Emerging roles of ER stress and unfolded protein response pathways in skeletal muscle health and disease

Abstract

Skeletal muscle is the most abundant tissue in the human body and can adapt its mass as a consequence of physical activity, metabolism, growth factors, and disease conditions. Skeletal muscle contains an extensive network of endoplasmic reticulum (ER), called sarcoplasmic reticulum, which plays an important role in the regulation of proteostasis and calcium homeostasis. In many cell types, environmental and genetic factors that disrupt ER function cause an accumulation of misfolded and unfolded proteins in the ER lumen that ultimately leads to ER stress. To alleviate the stress and restore homeostasis, the ER activates a signaling network called the unfolded protein response (UPR). The UPR has three arms, which regulate protein synthesis and expression of many ER chaperone and regulatory proteins. However, the role of individual UPR pathways in skeletal muscle has just begun to be investigated. Recent studies suggest that UPR pathways play pivotal roles in muscle stem cell homeostasis, myogenic differentiation, and regeneration of injured skeletal muscle. Moreover, markers of ER stress and the UPR are activated in skeletal muscle in diverse conditions such as exercise, denervation, starvation, high fat diet, cancer cachexia, and aging. Accumulating evidence also suggests that ER stress may have important roles in the pathogenesis of inflammatory myopathies and genetic muscle disorders. The purpose of this review article is to discuss the role and potential mechanisms by which ER stress and the individual arms of the UPR regulate skeletal muscle formation, plasticity, and function in various physiological and pathophysiological conditions.

Keywords: ER stress; UPR; atrophy; myogenesis; skeletal muscle.

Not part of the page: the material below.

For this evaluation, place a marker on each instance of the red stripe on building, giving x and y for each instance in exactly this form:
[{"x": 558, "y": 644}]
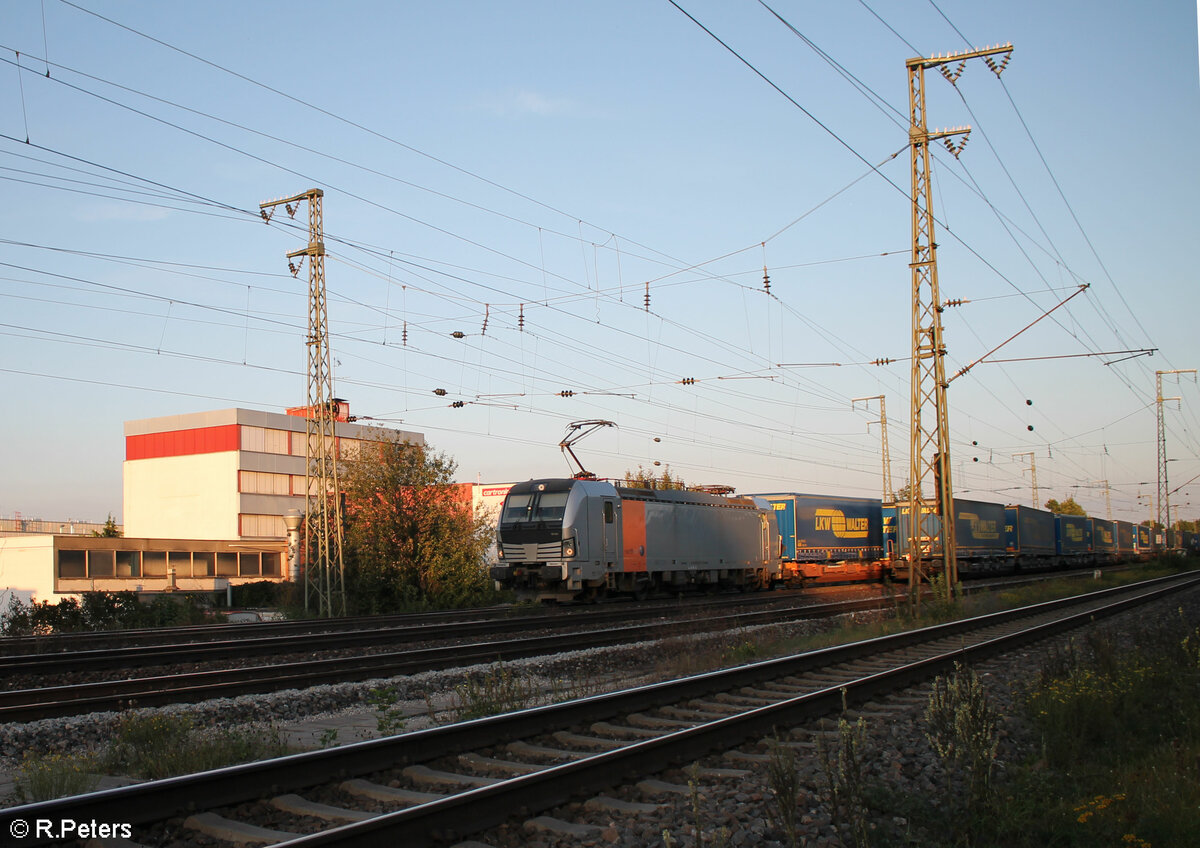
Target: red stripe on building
[{"x": 183, "y": 443}]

Figure 1. Schematic representation of the unfolded protein response pathways in skeletal muscle

Under normal physiological conditions, the PERK, IRE1, and ATF6 proteins are maintained in an inactive state by binding to BiP. Stress in skeletal muscle caused by aging, disease, exercise, starvation, cachexia, denervation, or high fat diet causes BiP to disassociate from these proteins and preferentially binds to the misfolded proteins in the ER lumen. Upon release from BiP, PERK is auto-phosphorylated leading to a cascade of signals including phosphorylation of eIF2α and translation of ATF4, a potent transcription factor. Another ER transmembrane sensor, IRE1, also becomes activated by autophosphorylation during ER stress. Through its endonuclease activity, IRE1 promotes splicing of a 26-base intron from XBP1 mRNA as well as phosphorylation of JNK. Lastly, once activated, ATF6 moves from the ER to the Golgi apparatus to be cleaved by site-1 proteases. The cleaved N-terminal fragment of ATF6 is then transported to the nucleus where it acts in combination with sXBP1 and ATF4 to alleviate ER stress by regulating gene expression and protein synthesis. In addition to regulation of ER related genes, activation of ER stress has been shown to increase skeletal muscle atrophy by inhibition of protein synthesis through eIF2α, activation of JNK through IRE1, and potentially through augmenting the expression of components of UPS and ALS. Activation of ATF6 increases skeletal muscle adaptation by increasing expression of metabolic genes through interaction with PGC1α. ER stress has also been linked to insulin resistance through activation of ERK signaling and inhibition of AMPK. However, specific activation of PERK signaling leads to secretion of FGF21, which is shown to alleviate insulin resistance.

Figure 2. Schematic diagram illustrating the effect of ER stress pathways on myogenesis

Adult muscle stem cells or satellite cells reside between the sarcolemma and the basal lamina of mature muscle in a quiescent state and are maintained by constitutively phosphorylated PERK and phosphorylated eIF2α. Dephosphorylation of PERK and eIF2α promotes progression and commitment of satellite cells to the myogenic lineage. Prior to differentiation, myoblasts undergo an apoptotic pruning process facilitated by ATF6, ensuring that only differentiation-competent myoblasts proceed. Competent myoblasts differentiate into myocytes; however, CHOP has been found to inhibit this transition. Myocytes fuse with one another to form multi-nucleated myotubes. IRE1 and sXBP1 have been shown to disrupt the fusion process, resulting in thin, unhealthy cells through inhibition of MyoD and Myogenin. Myotubes undergo a maturation process to form adult myofibers with their own supply of quiescent satellite cells available for repair of damaged tissue due to injury or disease.